I am thinking that we can expand $1,y^2,y^4,y^6$ in terms of the basis $1,\sqrt{2},\sqrt{3},\sqrt{6}$ and get a matrix $A$ where the $i$-th column of $A$ is the coordinate vector of $y^{2^{i-1}}$. Argue that $A$ is invertible. Let $b=(0,1,0,0)^T$ and $c=(0,0,1,0)^T$. Then each of $Ax=b$ and $Ax=c$ has unique solution. This proves that $y$ is the primitve element. I wonder if there is a easier way to do this. I tried to mimic the proof for the Primitive Element Theorem but this requires (or does it?) knowledge about the minimal polynomial of $y$ but I do not know how to solve for it.
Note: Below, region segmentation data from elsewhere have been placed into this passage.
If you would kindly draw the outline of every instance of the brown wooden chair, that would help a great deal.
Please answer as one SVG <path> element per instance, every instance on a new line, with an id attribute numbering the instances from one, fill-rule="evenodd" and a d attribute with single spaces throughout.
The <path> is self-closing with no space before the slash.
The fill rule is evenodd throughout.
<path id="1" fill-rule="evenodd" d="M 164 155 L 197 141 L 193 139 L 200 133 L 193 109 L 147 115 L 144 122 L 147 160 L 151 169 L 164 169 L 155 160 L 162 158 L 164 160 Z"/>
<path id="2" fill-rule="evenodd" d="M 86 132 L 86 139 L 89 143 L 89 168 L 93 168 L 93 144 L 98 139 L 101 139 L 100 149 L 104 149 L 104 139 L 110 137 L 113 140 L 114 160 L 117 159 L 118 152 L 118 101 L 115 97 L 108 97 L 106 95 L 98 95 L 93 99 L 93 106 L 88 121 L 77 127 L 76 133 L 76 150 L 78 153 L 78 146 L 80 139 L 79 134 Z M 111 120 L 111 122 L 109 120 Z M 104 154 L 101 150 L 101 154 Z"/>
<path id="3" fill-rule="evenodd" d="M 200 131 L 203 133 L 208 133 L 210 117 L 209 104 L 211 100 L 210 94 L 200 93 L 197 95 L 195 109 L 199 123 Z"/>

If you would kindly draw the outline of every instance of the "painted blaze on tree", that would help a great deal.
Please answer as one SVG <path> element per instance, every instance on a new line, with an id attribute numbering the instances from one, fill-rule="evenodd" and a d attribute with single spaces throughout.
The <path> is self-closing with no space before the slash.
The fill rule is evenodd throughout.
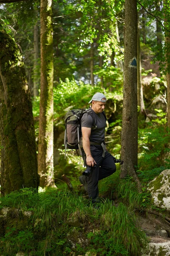
<path id="1" fill-rule="evenodd" d="M 132 169 L 137 164 L 137 18 L 136 0 L 125 0 L 122 177 L 133 176 Z"/>
<path id="2" fill-rule="evenodd" d="M 2 194 L 37 188 L 32 104 L 17 45 L 0 30 L 0 185 Z"/>

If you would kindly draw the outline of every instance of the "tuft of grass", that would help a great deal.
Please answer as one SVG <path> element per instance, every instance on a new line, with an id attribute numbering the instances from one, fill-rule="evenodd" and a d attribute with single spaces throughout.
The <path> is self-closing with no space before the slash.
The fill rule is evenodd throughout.
<path id="1" fill-rule="evenodd" d="M 127 189 L 122 184 L 119 188 L 122 189 L 120 195 Z M 125 200 L 128 197 L 125 195 Z M 8 255 L 10 247 L 11 253 L 17 253 L 18 248 L 25 248 L 28 253 L 34 252 L 35 255 L 48 253 L 52 256 L 55 255 L 52 252 L 54 251 L 58 252 L 57 255 L 62 255 L 62 252 L 70 250 L 67 236 L 72 232 L 67 221 L 76 218 L 86 227 L 88 233 L 91 228 L 88 228 L 89 223 L 98 230 L 87 250 L 95 250 L 101 255 L 139 255 L 141 249 L 146 247 L 147 240 L 145 234 L 137 227 L 132 207 L 136 205 L 135 199 L 132 196 L 131 198 L 129 199 L 131 207 L 123 203 L 116 207 L 108 199 L 100 201 L 94 207 L 89 199 L 66 190 L 48 189 L 38 194 L 24 189 L 12 193 L 0 199 L 1 207 L 18 208 L 21 205 L 25 209 L 32 205 L 31 221 L 28 227 L 26 225 L 25 230 L 23 226 L 22 230 L 17 230 L 17 227 L 14 230 L 10 230 L 10 233 L 6 230 L 3 237 L 0 238 L 0 250 L 3 255 Z M 83 233 L 87 239 L 90 236 L 88 233 Z M 20 241 L 22 235 L 23 239 Z M 79 244 L 76 249 L 76 253 L 79 254 L 82 250 Z"/>

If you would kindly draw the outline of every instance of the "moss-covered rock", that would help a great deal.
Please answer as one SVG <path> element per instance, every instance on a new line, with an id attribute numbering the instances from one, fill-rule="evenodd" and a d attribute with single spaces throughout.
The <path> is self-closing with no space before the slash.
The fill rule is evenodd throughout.
<path id="1" fill-rule="evenodd" d="M 164 170 L 149 184 L 154 204 L 157 207 L 170 210 L 170 170 Z"/>
<path id="2" fill-rule="evenodd" d="M 170 251 L 170 242 L 163 243 L 150 243 L 147 253 L 142 256 L 166 256 Z"/>

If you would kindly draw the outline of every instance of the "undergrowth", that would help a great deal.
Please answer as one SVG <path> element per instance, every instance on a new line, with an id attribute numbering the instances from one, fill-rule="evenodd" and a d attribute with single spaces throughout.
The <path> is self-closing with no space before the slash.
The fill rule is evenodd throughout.
<path id="1" fill-rule="evenodd" d="M 122 186 L 118 196 L 122 196 Z M 139 255 L 147 240 L 136 224 L 133 197 L 129 199 L 129 206 L 122 202 L 116 207 L 108 199 L 94 208 L 89 199 L 69 191 L 48 189 L 38 194 L 24 189 L 13 192 L 0 199 L 0 209 L 11 209 L 5 224 L 0 222 L 4 230 L 0 234 L 0 251 L 3 256 L 21 251 L 40 256 L 68 256 L 73 251 L 76 256 L 85 251 L 98 256 Z M 136 198 L 139 201 L 139 197 Z M 32 213 L 30 218 L 23 215 L 26 211 Z M 79 227 L 68 225 L 73 219 Z M 80 236 L 84 242 L 79 241 Z"/>

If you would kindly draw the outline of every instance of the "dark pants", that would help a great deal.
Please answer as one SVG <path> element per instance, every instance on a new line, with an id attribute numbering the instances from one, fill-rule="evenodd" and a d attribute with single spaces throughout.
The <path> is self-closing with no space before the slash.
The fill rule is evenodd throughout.
<path id="1" fill-rule="evenodd" d="M 101 146 L 91 145 L 91 150 L 97 166 L 92 169 L 87 183 L 88 196 L 94 202 L 99 196 L 98 181 L 114 173 L 116 167 L 113 158 L 110 153 L 106 151 L 105 157 L 102 157 L 103 149 Z"/>

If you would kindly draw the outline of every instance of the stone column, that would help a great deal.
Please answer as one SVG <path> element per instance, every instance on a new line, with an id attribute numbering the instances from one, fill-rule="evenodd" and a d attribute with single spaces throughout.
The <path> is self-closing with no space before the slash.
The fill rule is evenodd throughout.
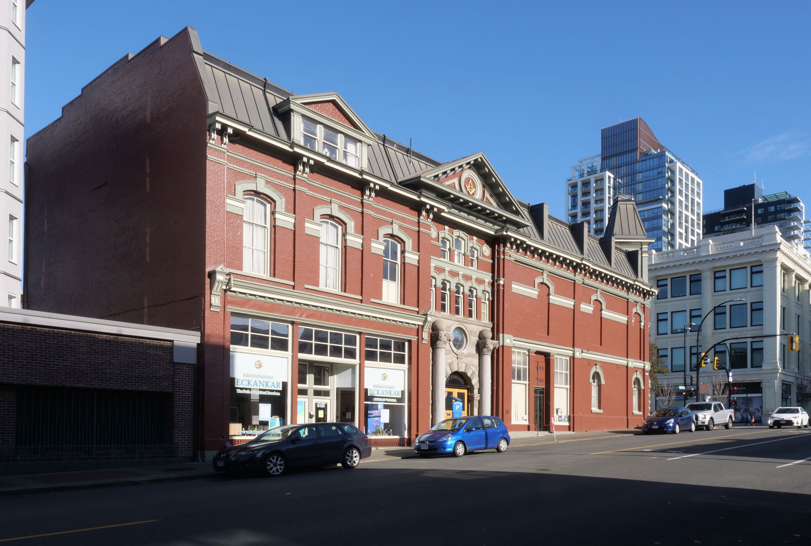
<path id="1" fill-rule="evenodd" d="M 431 346 L 433 348 L 431 365 L 433 371 L 431 375 L 431 407 L 432 419 L 431 425 L 436 424 L 445 418 L 445 349 L 451 340 L 451 333 L 447 331 L 444 321 L 436 321 L 432 325 L 434 331 L 431 333 Z"/>
<path id="2" fill-rule="evenodd" d="M 478 400 L 478 414 L 492 415 L 493 391 L 493 349 L 499 346 L 497 341 L 492 340 L 493 333 L 489 330 L 483 330 L 478 333 L 478 341 L 476 348 L 478 349 L 478 392 L 481 398 Z"/>

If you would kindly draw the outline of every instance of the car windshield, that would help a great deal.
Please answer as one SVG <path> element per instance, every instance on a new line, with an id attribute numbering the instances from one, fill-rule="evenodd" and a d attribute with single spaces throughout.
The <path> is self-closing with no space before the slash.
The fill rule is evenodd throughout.
<path id="1" fill-rule="evenodd" d="M 297 426 L 296 424 L 286 424 L 282 427 L 274 427 L 264 431 L 251 440 L 251 441 L 278 441 L 284 440 Z"/>
<path id="2" fill-rule="evenodd" d="M 459 430 L 467 421 L 467 417 L 446 419 L 431 427 L 431 430 Z"/>
<path id="3" fill-rule="evenodd" d="M 676 415 L 676 410 L 672 408 L 656 410 L 650 414 L 651 417 L 672 417 Z"/>

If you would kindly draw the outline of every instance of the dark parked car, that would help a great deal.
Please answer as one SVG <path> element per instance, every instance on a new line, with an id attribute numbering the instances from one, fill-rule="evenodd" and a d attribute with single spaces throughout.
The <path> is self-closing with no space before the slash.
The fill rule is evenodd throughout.
<path id="1" fill-rule="evenodd" d="M 642 423 L 642 432 L 646 434 L 659 432 L 678 434 L 682 429 L 696 432 L 695 417 L 693 412 L 686 407 L 658 409 Z"/>
<path id="2" fill-rule="evenodd" d="M 354 468 L 371 454 L 369 437 L 350 423 L 288 424 L 266 430 L 246 444 L 214 455 L 214 470 L 262 471 L 279 476 L 288 468 L 340 463 Z"/>
<path id="3" fill-rule="evenodd" d="M 509 433 L 498 417 L 475 416 L 441 420 L 417 437 L 414 452 L 420 455 L 449 454 L 461 457 L 470 451 L 496 450 L 504 453 Z"/>

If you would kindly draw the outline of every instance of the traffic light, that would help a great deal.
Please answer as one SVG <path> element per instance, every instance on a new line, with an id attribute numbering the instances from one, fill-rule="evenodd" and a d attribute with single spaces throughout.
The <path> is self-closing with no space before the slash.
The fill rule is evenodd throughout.
<path id="1" fill-rule="evenodd" d="M 791 352 L 796 352 L 800 350 L 800 336 L 794 335 L 788 336 L 788 350 Z"/>

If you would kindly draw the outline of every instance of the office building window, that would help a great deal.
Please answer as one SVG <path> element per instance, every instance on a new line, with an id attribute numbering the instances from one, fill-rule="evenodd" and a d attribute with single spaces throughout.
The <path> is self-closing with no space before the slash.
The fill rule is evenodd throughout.
<path id="1" fill-rule="evenodd" d="M 715 319 L 715 330 L 725 329 L 727 327 L 727 308 L 723 306 L 716 307 L 713 312 L 713 315 Z"/>
<path id="2" fill-rule="evenodd" d="M 697 273 L 690 275 L 690 295 L 696 296 L 702 293 L 702 274 Z"/>
<path id="3" fill-rule="evenodd" d="M 753 301 L 752 312 L 749 316 L 749 324 L 753 326 L 763 326 L 763 302 Z"/>
<path id="4" fill-rule="evenodd" d="M 723 292 L 727 289 L 727 270 L 715 271 L 714 274 L 715 281 L 715 292 Z"/>
<path id="5" fill-rule="evenodd" d="M 746 304 L 739 303 L 729 306 L 729 327 L 744 328 L 746 326 Z"/>
<path id="6" fill-rule="evenodd" d="M 670 296 L 681 297 L 687 296 L 687 277 L 673 277 L 670 279 Z"/>
<path id="7" fill-rule="evenodd" d="M 746 268 L 736 267 L 729 270 L 729 289 L 738 290 L 746 288 Z"/>
<path id="8" fill-rule="evenodd" d="M 752 266 L 749 269 L 749 286 L 763 286 L 763 266 Z"/>

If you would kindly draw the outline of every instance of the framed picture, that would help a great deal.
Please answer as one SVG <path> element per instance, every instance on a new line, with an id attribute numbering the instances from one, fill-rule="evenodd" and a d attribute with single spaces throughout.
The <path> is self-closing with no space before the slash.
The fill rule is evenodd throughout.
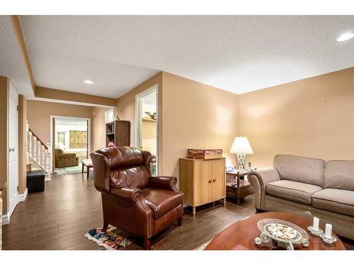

Also, I am guessing the minimal polynomial of $y$ over $\mathbb{Q}$ is of degree 8 since $X^2-(9-5\sqrt{3})(2-\sqrt{2})$ is over $\mathbb{Q}(\sqrt{2},\sqrt{3})$ irreducible by Eisenstein ($\sqrt{3}$ is prime in $\mathbb{Z}[\sqrt{2},\sqrt{3}]$.) If that is correct, then say we get from the above that some monic polynomial $f(X)$ in $\mathbb{Q}[X]$ such that $f(y)=\sqrt{2}$. Then we take $f^2-2$. Since $f$ is of degree $4$, then $f^2-2$ is the minimal polynomial. Is it correct? But then, how do we compute Gal$(N/K)$?
$$2-{y^2\over9-5\sqrt3}=\sqrt2$$
$$2=4-{4y^2\over9-5\sqrt3}+{y^4\over(9-5\sqrt3)^2}$$
$$4y^2(9-5\sqrt3)=2(9-5\sqrt3)^2+y^4$$
$$y^4-36y^2+162+150=(-20y^2+180)\sqrt3$$
Now square both sides to get a polynomial of degree 8 for $y$.